Gaining the best return on your healthcare analytics investment

Big data analytics holds the promise of transforming clinical healthcare by enabling better patient outcomes while reducing costs to providers.

But to make analytics pay off, healthcare providers must do more than invest in analytics software. Instead, providers also need to define the goals of their analytics initiatives and build an analytics culture.

Big data analytics works best when applied to specific questions or challenges. “How can we use analytics to become more profitable?” isn’t specific enough to help providers guide an analytics initiative. Better questions would be:

·  Where are we missing revenue collection opportunities?

·  Which patients are most likely to pay their medical bills?

·  What are the biggest impediments to prompt claims processing?

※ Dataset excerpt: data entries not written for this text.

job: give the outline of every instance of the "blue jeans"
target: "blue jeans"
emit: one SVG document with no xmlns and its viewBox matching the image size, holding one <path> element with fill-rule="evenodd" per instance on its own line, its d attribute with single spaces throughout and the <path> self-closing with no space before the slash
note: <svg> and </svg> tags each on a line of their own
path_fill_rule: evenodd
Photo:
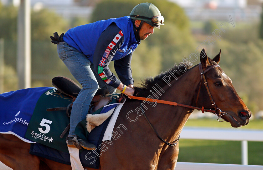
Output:
<svg viewBox="0 0 263 170">
<path fill-rule="evenodd" d="M 74 77 L 82 86 L 73 102 L 70 120 L 69 137 L 75 136 L 75 128 L 85 118 L 90 102 L 99 87 L 114 93 L 116 89 L 106 84 L 99 76 L 94 72 L 93 64 L 87 57 L 66 42 L 58 44 L 58 54 Z"/>
</svg>

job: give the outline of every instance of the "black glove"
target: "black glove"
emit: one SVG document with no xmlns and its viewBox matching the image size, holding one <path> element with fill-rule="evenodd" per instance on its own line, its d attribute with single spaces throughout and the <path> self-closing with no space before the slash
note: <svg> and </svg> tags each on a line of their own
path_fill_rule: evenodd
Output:
<svg viewBox="0 0 263 170">
<path fill-rule="evenodd" d="M 54 37 L 50 36 L 50 38 L 51 39 L 51 42 L 54 44 L 56 44 L 60 42 L 63 42 L 63 36 L 64 36 L 64 33 L 62 33 L 59 37 L 58 32 L 54 32 L 53 36 Z"/>
</svg>

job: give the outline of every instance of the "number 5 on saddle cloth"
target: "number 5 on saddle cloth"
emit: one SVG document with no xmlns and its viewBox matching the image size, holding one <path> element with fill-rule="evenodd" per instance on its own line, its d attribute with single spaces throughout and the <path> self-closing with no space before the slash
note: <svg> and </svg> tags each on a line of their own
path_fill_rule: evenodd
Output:
<svg viewBox="0 0 263 170">
<path fill-rule="evenodd" d="M 52 79 L 52 84 L 57 89 L 49 90 L 39 98 L 25 137 L 38 143 L 67 152 L 68 151 L 65 138 L 69 129 L 68 125 L 70 119 L 66 116 L 65 111 L 67 111 L 70 116 L 72 102 L 81 88 L 73 81 L 64 77 L 54 78 Z M 114 95 L 113 98 L 104 97 L 109 93 L 107 91 L 98 90 L 92 99 L 90 113 L 99 113 L 105 105 L 124 100 L 123 97 L 120 98 L 116 95 Z M 88 135 L 85 128 L 85 119 L 80 122 L 75 130 L 75 133 L 76 131 L 78 132 L 79 133 L 76 133 L 76 134 L 84 139 L 87 138 Z M 64 135 L 66 134 L 67 135 Z"/>
</svg>

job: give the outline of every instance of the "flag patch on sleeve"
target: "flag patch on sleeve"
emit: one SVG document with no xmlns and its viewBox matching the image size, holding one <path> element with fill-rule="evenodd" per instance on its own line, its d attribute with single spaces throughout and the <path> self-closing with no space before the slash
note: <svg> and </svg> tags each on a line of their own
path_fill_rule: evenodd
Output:
<svg viewBox="0 0 263 170">
<path fill-rule="evenodd" d="M 104 64 L 105 64 L 105 62 L 107 58 L 104 58 L 104 57 L 102 57 L 100 61 L 100 63 L 99 64 L 99 65 L 101 67 L 104 67 Z"/>
<path fill-rule="evenodd" d="M 111 52 L 111 50 L 109 50 L 108 48 L 107 48 L 105 50 L 105 52 L 104 52 L 104 53 L 103 54 L 103 57 L 105 58 L 108 58 L 108 57 L 109 56 L 109 54 L 110 54 L 110 52 Z"/>
</svg>

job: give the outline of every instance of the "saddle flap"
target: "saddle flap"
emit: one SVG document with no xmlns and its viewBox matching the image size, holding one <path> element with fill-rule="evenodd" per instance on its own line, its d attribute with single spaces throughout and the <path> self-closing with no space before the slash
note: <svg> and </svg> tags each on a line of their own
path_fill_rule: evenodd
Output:
<svg viewBox="0 0 263 170">
<path fill-rule="evenodd" d="M 81 88 L 73 80 L 64 77 L 53 78 L 52 84 L 60 92 L 73 98 L 76 98 L 81 90 Z"/>
<path fill-rule="evenodd" d="M 79 94 L 81 88 L 74 81 L 66 77 L 58 76 L 52 79 L 52 84 L 58 90 L 63 93 L 73 98 L 76 98 Z M 106 89 L 99 89 L 95 94 L 95 96 L 100 94 L 105 96 L 110 93 L 109 90 Z M 92 99 L 94 102 L 98 97 Z"/>
<path fill-rule="evenodd" d="M 101 95 L 100 99 L 97 102 L 92 104 L 92 107 L 90 109 L 90 113 L 92 114 L 100 108 L 107 105 L 111 101 L 111 98 L 110 96 L 104 97 Z"/>
</svg>

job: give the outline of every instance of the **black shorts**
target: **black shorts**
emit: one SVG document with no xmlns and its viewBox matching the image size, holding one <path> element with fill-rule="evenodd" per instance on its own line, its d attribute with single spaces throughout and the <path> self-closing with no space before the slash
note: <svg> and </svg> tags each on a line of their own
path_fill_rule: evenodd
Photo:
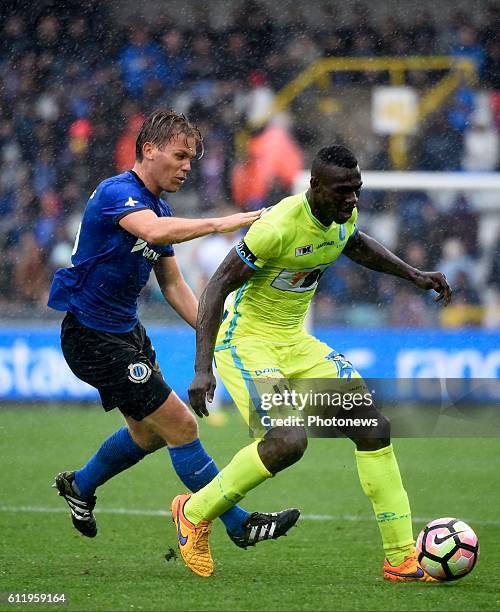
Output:
<svg viewBox="0 0 500 612">
<path fill-rule="evenodd" d="M 172 392 L 141 323 L 115 334 L 82 325 L 68 312 L 61 326 L 61 348 L 71 371 L 99 391 L 106 411 L 118 408 L 140 421 Z"/>
</svg>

Asking specific questions of the data keeps analytics initiatives on track and helps avoid providers being overwhelmed by collected data that is analyzed with no specific goal in mind.

It’s also important to use the right analytics tools. University of Texas, Austin, engineering and data science professor Sriram Vishwanath tells Healthcare IT News that providers shouldn’t rely on analytics software until they determine it yields highly accurate results. A poorly configured system can generate unreliable data, which in turn can lead to poor decisions:

"Analytics should be based on measured, field-tested accuracy, and not be sold as a solve-all for everything under the sun. There are limitations to what any engine can do, and we should be honest about those limitations."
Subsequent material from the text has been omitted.